Friday, 30 June 2017

June Reflection

This writer's metaphorical coal face, where all the magic happens, as in putting one word after another.  Picture taken by me, processed by Susan because I used her fish-eye lens to get everything in.

It's June and over on the Mad Genius blog earlier this month I found an interesting post, which stimulated me to sit down and reflect on this years writing so far.

Reflecting on my own writing this year, which has felt laboured, as in not enough and what I've done has been a bit of a slog, I looked at what I've done.

For the Galactic Journey fan site I've written six articles:
January Freeze (The Great Explosion, by Eric Frank Russell)
February Thaw (tales from the British fan)
A convention of a different colour (Eastercon in the UK)
“To ride on the curl’d clouds” (ARIEL ONE)
Old And New (UK’s New Worlds Magazine)
A is for Armchair Theatre (Out of this World – UK’s new sff anthology)
These six pieces total up to 5,434 words.  My blog here totals 5,090 words (excluding this piece).  And my wargaming hobby blog totals 8.095 words.  For a total of 18,619 words.

Looking at the work I've done on Strike Dog, my second novel and sequel to Bad Dog, it's hard to come to a figure.  The fourth draft of Strike Dog ran to 91,552 words and the current fifth draft runs to 103,141 words; so roughly that comes to 12,089 new words.  But, I restructured the novel while editing it, and looking at my notes that came to 78,010 words, according to my running total I keep in my diary of each day's work.

So, at one level I've written 18,619 plus 12,089 words for a total of 30,708 words.

If editing is writing, and I would argue it is because–gotta catch them all–then in the last six months I've written 18,619 plus 78,010 words, which comes to a total of 96,629 words.

The latter is 3,716 words a week and that feels a lot more impressive than the former, which only comes to 1,181 words per week.  However, I can't help but wonder if I'm deluding myself by such an optimistic appraisal of the amount of work I've done this year?

Perhaps a better way of thinking about my writing is to see it as a process.  If, over time I produce novels, what does it matter whether it's a novel a year or a novel every other year?  It only matters if it's important that output has to generate income, and in that respect I'm currently secure.  This is not a state that is guaranteed, so being mindful of my goals and working towards them is probably my best option.

Still, Strike Dog is now going back to my Alpha reader for reappraisal.

Friday, 23 June 2017

The Vang: The Battlemaster

And now I've finished the third book in Christopher Rowley's The Vang series, the first being  Starhammer, and the middle book being The Military Form, and what a ride it has been.

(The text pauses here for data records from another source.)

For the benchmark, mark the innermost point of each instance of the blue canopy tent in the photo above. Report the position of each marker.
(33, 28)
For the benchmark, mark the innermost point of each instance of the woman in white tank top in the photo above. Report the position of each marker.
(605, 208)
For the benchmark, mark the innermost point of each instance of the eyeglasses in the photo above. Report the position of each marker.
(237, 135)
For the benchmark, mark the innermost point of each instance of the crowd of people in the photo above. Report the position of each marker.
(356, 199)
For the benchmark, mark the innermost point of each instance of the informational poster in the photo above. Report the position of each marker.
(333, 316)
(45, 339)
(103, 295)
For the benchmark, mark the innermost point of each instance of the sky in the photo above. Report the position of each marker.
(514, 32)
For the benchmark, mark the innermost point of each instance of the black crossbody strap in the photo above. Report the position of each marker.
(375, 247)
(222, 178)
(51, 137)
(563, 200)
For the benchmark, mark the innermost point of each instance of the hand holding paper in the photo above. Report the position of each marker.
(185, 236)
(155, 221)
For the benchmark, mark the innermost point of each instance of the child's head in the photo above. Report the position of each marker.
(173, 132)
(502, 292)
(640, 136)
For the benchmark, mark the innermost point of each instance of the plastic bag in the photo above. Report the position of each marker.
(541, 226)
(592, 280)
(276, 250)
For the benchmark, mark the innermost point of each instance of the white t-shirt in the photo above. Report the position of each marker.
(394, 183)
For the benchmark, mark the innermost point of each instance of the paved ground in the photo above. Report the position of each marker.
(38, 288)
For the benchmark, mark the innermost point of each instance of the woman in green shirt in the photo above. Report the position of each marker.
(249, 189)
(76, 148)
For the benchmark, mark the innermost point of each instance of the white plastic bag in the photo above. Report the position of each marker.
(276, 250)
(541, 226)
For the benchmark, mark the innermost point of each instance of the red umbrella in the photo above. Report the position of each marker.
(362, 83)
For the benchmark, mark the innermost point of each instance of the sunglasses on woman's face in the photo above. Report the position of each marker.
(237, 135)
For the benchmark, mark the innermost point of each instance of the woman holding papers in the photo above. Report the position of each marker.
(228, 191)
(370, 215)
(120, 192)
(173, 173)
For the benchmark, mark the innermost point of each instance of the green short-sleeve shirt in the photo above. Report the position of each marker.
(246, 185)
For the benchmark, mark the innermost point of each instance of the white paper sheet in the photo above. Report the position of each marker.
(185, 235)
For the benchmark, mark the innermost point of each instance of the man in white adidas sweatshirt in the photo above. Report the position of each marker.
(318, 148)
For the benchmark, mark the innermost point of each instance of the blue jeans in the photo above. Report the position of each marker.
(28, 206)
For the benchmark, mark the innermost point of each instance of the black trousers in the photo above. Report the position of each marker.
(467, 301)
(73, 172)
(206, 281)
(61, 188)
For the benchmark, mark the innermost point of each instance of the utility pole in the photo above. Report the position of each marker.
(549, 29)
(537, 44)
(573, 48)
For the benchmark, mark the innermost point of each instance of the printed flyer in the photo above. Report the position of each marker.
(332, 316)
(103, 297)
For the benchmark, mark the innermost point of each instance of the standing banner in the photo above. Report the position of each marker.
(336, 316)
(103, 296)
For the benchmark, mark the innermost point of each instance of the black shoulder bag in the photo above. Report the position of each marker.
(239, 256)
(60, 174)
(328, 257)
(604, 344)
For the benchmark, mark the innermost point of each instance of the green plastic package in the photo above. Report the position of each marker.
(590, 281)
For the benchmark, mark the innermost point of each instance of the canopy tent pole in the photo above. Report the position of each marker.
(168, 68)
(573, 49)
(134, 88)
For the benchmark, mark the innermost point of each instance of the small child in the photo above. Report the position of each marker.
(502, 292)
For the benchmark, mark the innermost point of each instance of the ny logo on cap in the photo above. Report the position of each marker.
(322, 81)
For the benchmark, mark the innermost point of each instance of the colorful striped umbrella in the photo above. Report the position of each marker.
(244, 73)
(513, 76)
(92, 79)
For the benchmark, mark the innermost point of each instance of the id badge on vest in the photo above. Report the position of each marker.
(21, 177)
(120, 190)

This is not your usual series, or even for that matter trilogy, the story being far looser than what one has come to expect when reading either.  Yet it has elements of both.

It's a series, if one considers the first novel to be a prequel written to define the setting, which it is because it lays down a lot of world building stuff that underpins the sequels.  However, given the settings are separated by a thousand years they're not exactly sequels except for the theme that links them all together.

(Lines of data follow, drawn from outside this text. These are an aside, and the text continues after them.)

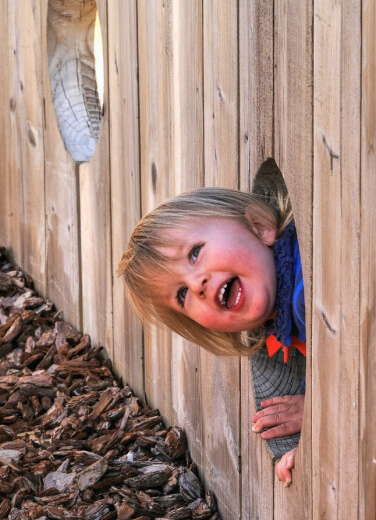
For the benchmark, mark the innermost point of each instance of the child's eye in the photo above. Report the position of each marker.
(181, 294)
(193, 254)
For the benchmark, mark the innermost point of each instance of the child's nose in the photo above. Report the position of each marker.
(199, 284)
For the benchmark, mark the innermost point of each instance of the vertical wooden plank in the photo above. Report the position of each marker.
(170, 50)
(220, 377)
(221, 93)
(62, 219)
(95, 218)
(256, 144)
(9, 235)
(125, 179)
(24, 198)
(156, 168)
(185, 36)
(335, 332)
(293, 154)
(367, 477)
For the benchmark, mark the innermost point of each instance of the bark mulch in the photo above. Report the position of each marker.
(75, 443)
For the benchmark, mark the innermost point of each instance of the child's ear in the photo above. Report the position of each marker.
(266, 232)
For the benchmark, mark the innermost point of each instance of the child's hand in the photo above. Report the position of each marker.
(283, 415)
(284, 467)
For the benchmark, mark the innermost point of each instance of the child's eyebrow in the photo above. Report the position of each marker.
(172, 252)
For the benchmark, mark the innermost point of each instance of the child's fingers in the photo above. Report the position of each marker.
(281, 430)
(279, 425)
(284, 467)
(277, 409)
(279, 399)
(283, 473)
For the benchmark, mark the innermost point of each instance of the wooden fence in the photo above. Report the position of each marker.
(199, 92)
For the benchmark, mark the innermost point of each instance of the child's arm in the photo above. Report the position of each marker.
(283, 415)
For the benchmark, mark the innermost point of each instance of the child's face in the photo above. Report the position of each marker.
(221, 276)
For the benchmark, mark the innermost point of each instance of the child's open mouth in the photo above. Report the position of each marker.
(230, 292)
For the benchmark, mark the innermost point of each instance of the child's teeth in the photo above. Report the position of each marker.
(222, 292)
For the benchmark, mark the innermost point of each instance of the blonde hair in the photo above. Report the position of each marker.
(143, 255)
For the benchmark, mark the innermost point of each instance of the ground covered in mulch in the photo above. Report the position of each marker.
(74, 441)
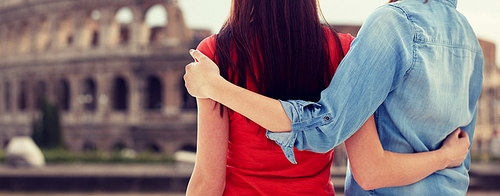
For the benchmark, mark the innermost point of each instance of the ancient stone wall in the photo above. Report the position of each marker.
(117, 82)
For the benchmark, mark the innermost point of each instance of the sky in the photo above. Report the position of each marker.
(483, 15)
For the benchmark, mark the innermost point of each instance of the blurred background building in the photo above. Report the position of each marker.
(115, 67)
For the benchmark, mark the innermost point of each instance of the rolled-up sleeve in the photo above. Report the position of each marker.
(376, 63)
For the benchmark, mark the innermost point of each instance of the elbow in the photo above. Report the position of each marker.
(366, 184)
(205, 186)
(365, 180)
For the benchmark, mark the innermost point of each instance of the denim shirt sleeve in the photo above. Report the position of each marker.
(378, 60)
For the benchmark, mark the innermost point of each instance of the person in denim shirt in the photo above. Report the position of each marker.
(416, 67)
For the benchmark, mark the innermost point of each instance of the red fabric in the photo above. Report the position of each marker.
(257, 166)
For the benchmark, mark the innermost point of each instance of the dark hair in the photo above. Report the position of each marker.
(280, 46)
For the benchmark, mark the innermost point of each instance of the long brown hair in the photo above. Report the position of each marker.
(280, 47)
(390, 1)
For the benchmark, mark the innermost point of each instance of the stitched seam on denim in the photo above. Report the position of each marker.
(414, 58)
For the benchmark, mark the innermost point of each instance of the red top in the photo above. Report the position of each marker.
(257, 166)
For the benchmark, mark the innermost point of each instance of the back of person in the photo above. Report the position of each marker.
(257, 166)
(441, 87)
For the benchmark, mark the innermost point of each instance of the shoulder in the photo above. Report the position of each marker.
(207, 46)
(345, 40)
(388, 16)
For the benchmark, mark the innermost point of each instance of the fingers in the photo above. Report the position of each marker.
(465, 136)
(197, 55)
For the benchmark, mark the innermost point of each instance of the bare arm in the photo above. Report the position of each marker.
(209, 174)
(373, 168)
(207, 83)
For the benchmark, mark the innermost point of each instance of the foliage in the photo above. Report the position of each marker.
(63, 156)
(47, 131)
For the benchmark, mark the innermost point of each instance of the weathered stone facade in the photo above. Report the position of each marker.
(117, 84)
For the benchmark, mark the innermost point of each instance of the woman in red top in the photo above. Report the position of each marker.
(234, 156)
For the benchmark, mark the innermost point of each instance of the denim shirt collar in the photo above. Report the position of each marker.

As for being a trilogy, then if the simple definition of a trilogy is three books that tell a single story then yes but, the single story is not about the humans.  It is instead a story about the Vang, and Rowley manages to generate in the second and third book quite a lot of sympathy for the plight of the Vang even as they do horrible things to the humans, which is quite an achievement.

All added up it makes for an interesting execution of what a story is, and how it can be told.

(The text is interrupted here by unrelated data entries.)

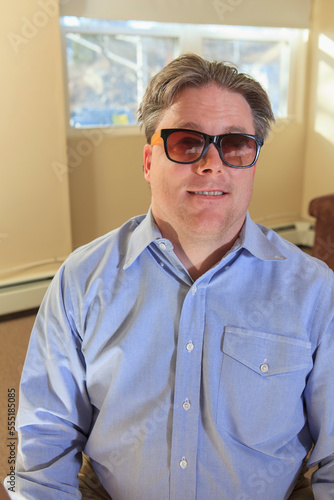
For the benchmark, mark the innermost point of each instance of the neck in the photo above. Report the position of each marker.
(199, 260)
(197, 254)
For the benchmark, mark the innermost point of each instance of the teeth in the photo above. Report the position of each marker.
(210, 193)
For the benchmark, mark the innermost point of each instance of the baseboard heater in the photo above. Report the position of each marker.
(23, 296)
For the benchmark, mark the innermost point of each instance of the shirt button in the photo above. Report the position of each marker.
(186, 405)
(190, 346)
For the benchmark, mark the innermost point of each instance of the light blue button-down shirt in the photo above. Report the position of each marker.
(181, 390)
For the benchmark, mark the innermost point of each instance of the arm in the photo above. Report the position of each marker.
(54, 414)
(319, 397)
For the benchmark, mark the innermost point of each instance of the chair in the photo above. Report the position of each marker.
(322, 208)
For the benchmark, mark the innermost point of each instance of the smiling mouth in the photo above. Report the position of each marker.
(208, 193)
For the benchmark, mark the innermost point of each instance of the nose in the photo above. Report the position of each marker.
(211, 162)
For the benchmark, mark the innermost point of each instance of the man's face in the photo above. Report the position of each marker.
(178, 203)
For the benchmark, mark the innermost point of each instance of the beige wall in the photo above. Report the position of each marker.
(319, 137)
(103, 183)
(34, 205)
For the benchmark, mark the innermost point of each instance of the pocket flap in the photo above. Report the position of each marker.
(265, 353)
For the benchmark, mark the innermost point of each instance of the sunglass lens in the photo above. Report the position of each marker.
(238, 150)
(185, 147)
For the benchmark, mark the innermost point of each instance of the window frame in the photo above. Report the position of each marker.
(190, 40)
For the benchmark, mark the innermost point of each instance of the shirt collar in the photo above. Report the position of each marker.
(144, 234)
(253, 237)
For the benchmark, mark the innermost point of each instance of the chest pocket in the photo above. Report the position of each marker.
(261, 385)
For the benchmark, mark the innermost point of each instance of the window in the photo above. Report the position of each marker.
(109, 63)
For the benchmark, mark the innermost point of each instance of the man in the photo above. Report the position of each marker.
(188, 353)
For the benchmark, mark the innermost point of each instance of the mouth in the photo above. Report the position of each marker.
(207, 193)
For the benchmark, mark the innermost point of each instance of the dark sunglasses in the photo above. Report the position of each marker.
(189, 146)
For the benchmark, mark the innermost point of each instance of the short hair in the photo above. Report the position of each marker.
(191, 70)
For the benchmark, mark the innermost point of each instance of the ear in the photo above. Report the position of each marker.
(254, 170)
(147, 162)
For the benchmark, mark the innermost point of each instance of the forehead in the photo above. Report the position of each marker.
(209, 109)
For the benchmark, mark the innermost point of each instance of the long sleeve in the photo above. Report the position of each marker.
(319, 396)
(54, 410)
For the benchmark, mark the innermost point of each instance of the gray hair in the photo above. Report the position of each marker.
(191, 70)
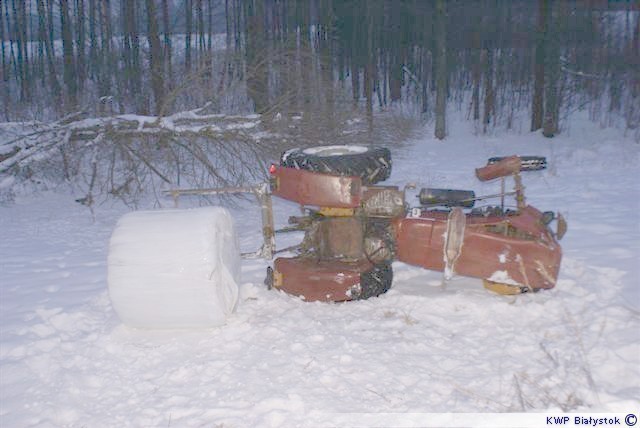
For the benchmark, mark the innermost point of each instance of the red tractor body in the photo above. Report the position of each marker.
(354, 230)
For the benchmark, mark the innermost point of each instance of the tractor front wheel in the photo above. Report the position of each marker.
(371, 164)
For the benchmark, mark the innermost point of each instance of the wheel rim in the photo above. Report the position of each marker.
(326, 151)
(504, 289)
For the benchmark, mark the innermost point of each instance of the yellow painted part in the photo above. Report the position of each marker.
(277, 279)
(501, 288)
(336, 212)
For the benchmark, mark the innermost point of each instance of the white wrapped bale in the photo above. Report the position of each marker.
(174, 268)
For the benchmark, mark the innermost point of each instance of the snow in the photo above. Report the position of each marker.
(334, 150)
(174, 268)
(67, 360)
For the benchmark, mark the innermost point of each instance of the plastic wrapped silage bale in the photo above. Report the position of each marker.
(174, 268)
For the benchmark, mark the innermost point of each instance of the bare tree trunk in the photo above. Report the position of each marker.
(19, 58)
(188, 10)
(552, 75)
(167, 44)
(441, 70)
(93, 41)
(5, 67)
(200, 30)
(537, 108)
(80, 43)
(67, 54)
(476, 72)
(155, 57)
(5, 71)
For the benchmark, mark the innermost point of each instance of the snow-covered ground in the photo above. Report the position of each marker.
(67, 361)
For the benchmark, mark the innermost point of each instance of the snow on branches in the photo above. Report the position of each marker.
(125, 155)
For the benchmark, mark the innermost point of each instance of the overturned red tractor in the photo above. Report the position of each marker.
(354, 228)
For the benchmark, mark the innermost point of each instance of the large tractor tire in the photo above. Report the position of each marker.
(371, 164)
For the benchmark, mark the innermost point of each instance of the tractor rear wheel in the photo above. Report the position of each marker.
(371, 164)
(375, 281)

And it is very clear I've given nothing away about the plot of the story, and I'm not going to.  If eighties SF interests you, as in all that is old is not necessarily passe, then these books are well worth reading.  If one like military SF where the military side is mostly from the alien perspective, then this story will also be of interest.  If one thinks that the eighties is full of old fashioned stuff which has no value, then you probably want to skip these.

I loved it, and more importantly I want to read more by Christopher Rowley.  The biggest question is how is it that these novels aren't in print, it seems such a shame to me, as they have a lot to offer new readers coming into the genre.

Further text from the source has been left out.